I do have one major regret, in that I never had any kids. And now that I am retired, I truly wish I had some grandkids to teach how to fish, etc.

Posted

My two cents if you prefer monogamy then look for someone else who shares your values there.

 

I've tried both. I think the open one can be harder (assuming you mean poly) because you have someone having to take into account other people's feelings, time for you, etc. This is assuming you can get past the jealousy issues that a lot of people can't.

 

In any case, I think open communication where you communicate anything openly and compromise is the key. You need this to make any relationships work - mono or poly.

 

If you mean swinging then I consider that differently since the side relationship is purely sexual and often short-term.

Posted
For those of you who have switched from monogamy in your dating and love life to non-monogamy, how was the transition for you?

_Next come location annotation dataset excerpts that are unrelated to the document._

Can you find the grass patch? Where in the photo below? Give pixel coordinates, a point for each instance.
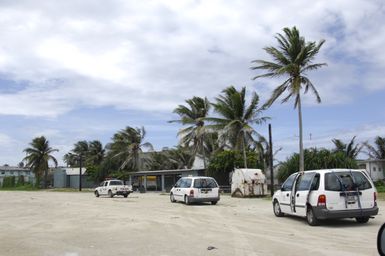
(86, 190)
(20, 188)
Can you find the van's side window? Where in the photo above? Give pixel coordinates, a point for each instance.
(288, 183)
(303, 182)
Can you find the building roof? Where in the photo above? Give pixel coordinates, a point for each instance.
(14, 168)
(165, 171)
(72, 171)
(370, 160)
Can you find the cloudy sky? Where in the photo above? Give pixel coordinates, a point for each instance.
(82, 70)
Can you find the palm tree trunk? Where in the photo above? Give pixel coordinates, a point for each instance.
(301, 156)
(203, 152)
(244, 149)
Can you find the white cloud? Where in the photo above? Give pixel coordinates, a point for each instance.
(131, 55)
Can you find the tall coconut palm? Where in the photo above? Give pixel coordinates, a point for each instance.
(192, 116)
(292, 59)
(38, 155)
(378, 150)
(235, 118)
(351, 149)
(127, 146)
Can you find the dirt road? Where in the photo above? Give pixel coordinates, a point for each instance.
(78, 224)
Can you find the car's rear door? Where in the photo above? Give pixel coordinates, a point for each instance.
(346, 190)
(206, 188)
(284, 198)
(302, 191)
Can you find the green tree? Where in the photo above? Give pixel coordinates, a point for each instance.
(192, 117)
(378, 150)
(224, 162)
(293, 59)
(38, 155)
(316, 159)
(127, 148)
(350, 150)
(235, 120)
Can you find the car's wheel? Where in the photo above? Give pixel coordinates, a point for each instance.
(277, 209)
(186, 200)
(172, 198)
(311, 218)
(362, 219)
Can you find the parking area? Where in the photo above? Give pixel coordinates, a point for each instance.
(78, 224)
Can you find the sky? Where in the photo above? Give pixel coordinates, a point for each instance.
(83, 70)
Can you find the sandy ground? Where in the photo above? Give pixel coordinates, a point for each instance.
(78, 224)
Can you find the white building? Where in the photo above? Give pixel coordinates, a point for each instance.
(375, 168)
(9, 171)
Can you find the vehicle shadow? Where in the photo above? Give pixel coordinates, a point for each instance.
(332, 223)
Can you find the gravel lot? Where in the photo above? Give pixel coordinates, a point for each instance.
(78, 224)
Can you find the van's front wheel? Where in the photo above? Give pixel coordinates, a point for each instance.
(362, 219)
(311, 218)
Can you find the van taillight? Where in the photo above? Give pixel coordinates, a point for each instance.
(321, 200)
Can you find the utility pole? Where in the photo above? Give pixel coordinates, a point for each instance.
(80, 172)
(271, 162)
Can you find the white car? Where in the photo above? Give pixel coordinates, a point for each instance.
(327, 194)
(195, 189)
(112, 188)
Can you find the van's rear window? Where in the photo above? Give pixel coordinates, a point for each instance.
(345, 181)
(205, 183)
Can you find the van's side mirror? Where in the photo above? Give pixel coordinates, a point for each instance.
(381, 240)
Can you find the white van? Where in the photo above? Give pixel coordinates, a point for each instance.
(195, 189)
(327, 194)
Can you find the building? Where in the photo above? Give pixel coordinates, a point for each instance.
(9, 171)
(162, 180)
(64, 177)
(374, 167)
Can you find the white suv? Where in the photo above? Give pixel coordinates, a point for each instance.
(327, 194)
(195, 189)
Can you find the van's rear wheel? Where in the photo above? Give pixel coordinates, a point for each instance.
(362, 219)
(172, 198)
(311, 218)
(277, 209)
(186, 200)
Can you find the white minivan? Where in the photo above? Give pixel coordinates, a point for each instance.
(327, 194)
(195, 189)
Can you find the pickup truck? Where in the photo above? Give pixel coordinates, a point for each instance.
(112, 188)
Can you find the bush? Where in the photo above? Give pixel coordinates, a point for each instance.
(315, 159)
(9, 182)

What were some of the initial challenges early on? Has it gotten easier over time, or more difficult? How have you approached non-monogamy in a culture that still stamps itself as largely monogamous, even though statistics are increasingly demonstrating a very different cultural image? Are you satisfied with your new lifestyle moreso than your previous one? If so/if not, why?

 

After leaving my ex 16 years ago (long term monogamy; and like you, I've never cheated), I had the opportunity to try ethical non-monogamy. My next relationship has been open and/or poly for 16 years. Basically, we are totally devoted to each other and happily married, but both have other partners when we wish or opportunity arises that we want to pursue. So, we practice social/legal monogamy, but not sexual monogamy.

 

It was a bit disconcerting at first, but I've always had non-monogamous beliefs. It's definitely gotten easier over time. Our first experience was a poly relationship, where we each had another serious partner. They eventually moved on, and we got into swinging. That's been a lot of fun, and we do that together - it's probably the easiest form of non-monogamy, IMO. Now, we mostly do our own thing but keep each other informed. It works very well for us, and while it provides some variety and fun, it also helps us appreciate each other all the more.

 

Since it's all in the open, we don't have any concerns about cheating. What would be the point, after all? And being poly-oriented, it's not a problem if we develop some feelings for someone else.

Posted

Tuna, it kinda sounds like a bit of a knee jerk reaction to me. Though it's not a bad idea to consider other options, you sound like you are really looking for a monogamous and long term relationship.

Personally, I have very little interest in ever getting into another ltr. I've had 3, spanning half my life (most of my adult life) so been there, done that. I think im probably a much better candidate for non monogamy than you, but even I am struggling with the concept. I think I'm happier being casual with one girl at a time.